Closed SRHudson closed 7 years ago
You can try this to create a new branch inherited from your current branch (type git branch
to see which branch you are)
git checkout -b ma00aa
And once you want to push this to GitHub, just try
git push origin ma00aa
Or you can directly merge it into master/NAG_REPLACE, by
git checkout master
git merge ma00aa
I would suggest push then wait for feedback. Once the community is happy with it we can merge the branch into master through github. @jloizu and I just did this for his modifications to the Makefile for IPP. I think it's safe to say that in a branch you can push whatever you want because unless someone else is working with that branch it doesn't affect anyone. Once we push to master it's a global change.
@SRHudson, you should really dig up your Princeton information, the Lynda.com tutorial on git is excellent.
Anyone can then checkout and pull this new branch.
I recommend this very well done and fast-learning videos: TUTORIAL PART 1: https://www.youtube.com/watch?v=HVsySz-h9r4 TUTORIAL PART 2: https://www.youtube.com/watch?v=FdZecVxzJbk
Dear Speculators,
I have pushed some changes to my branch that I called ma00aa.
I copied what Sam did regarding removing the division in favor of multiplications, and I made some other almost trivial changes that I guess will reduce the computation. For example, the values of cheby are stored in global memory (see TD in global and preset) rather than being calculated, the values of ii and jj are stored in ilabel and jlabel (see global and preset), and the values of ll and pp are stored in llabel and plabel (see global and preset). I also removed the multiplication by pi2pi2nfphalf and placed this multiplication into matrix, where I think it will be a bit faster.
I will leave it to someone else to check the timing etc.
Using TD, ilabel, jlabel, llabel and plabel will reduce the computation, but it also requires accessing memory. I don't know which will be faster. It may be the case that the time improvements that I think I have achieved are insignificant to the time improvements that had already been achieved by Sam.
Also, and perhaps most significantly, this routine does not seem to exploit stellarator symmetry! After someone has checked that I am on the right track (in terms of correctly using git) and has performed a timing comparison, it will be easy enough for me to exploit stellarator symmetry. This should speed ma00aa.h up considerably.
Dear Spectaculars,
I have exploited stellarator symmetry in ma00aa, and have tested on l2stell in TESTCASES (by the way I REALLY HATE ALL CAPS, Why not TestCases, or preferably Testcases. I usually identify subdirectories by capitalizing the first letter and only the first letter. Anyway, let's move on). Exploiting the stellarator symmetry reduces the computation time considerably.
I hope that someone checks all this. I have placed my edits in branch ma00aa.

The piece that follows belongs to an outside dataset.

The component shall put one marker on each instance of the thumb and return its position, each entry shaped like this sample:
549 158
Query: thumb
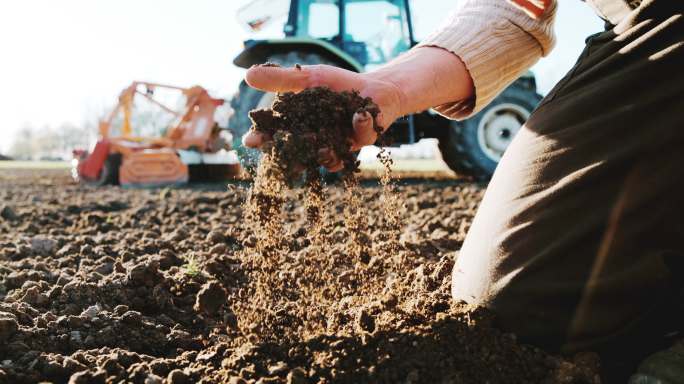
364 131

@SRHudson Looks good to me. The ma00aa routine reports back an execution time of ~15s which is a huge improvement. I'm going to go ahead and close this issue and issue a pull request.
That sounds very promising and exciting! I will perform thorough tests today, including profiling. I want to test speedup (compared to before), proportion of cpu time consumed by subroutines (compared to before), and also I want to compare the results of running the l2stell test case with the "slow" and "fast" versions, in order to see differences.
Hi,
I plan to spend some time revising ma00aa, which you can see from http://w3.pppl.gov/~shudson/Spec/ma00aa.pdf computes the volume integrals of the metric elements.
Sam has already advised on this, suggesting to remove divisions from within loops and to remove loops. I will also look at exploiting symmetries more efficiently. Restructuring the loops should be easy enough, but the symmetries will take longer to be fully optimized.
As I am still getting used to git, please give me some suggestions. Should I create a new branch? If so, how?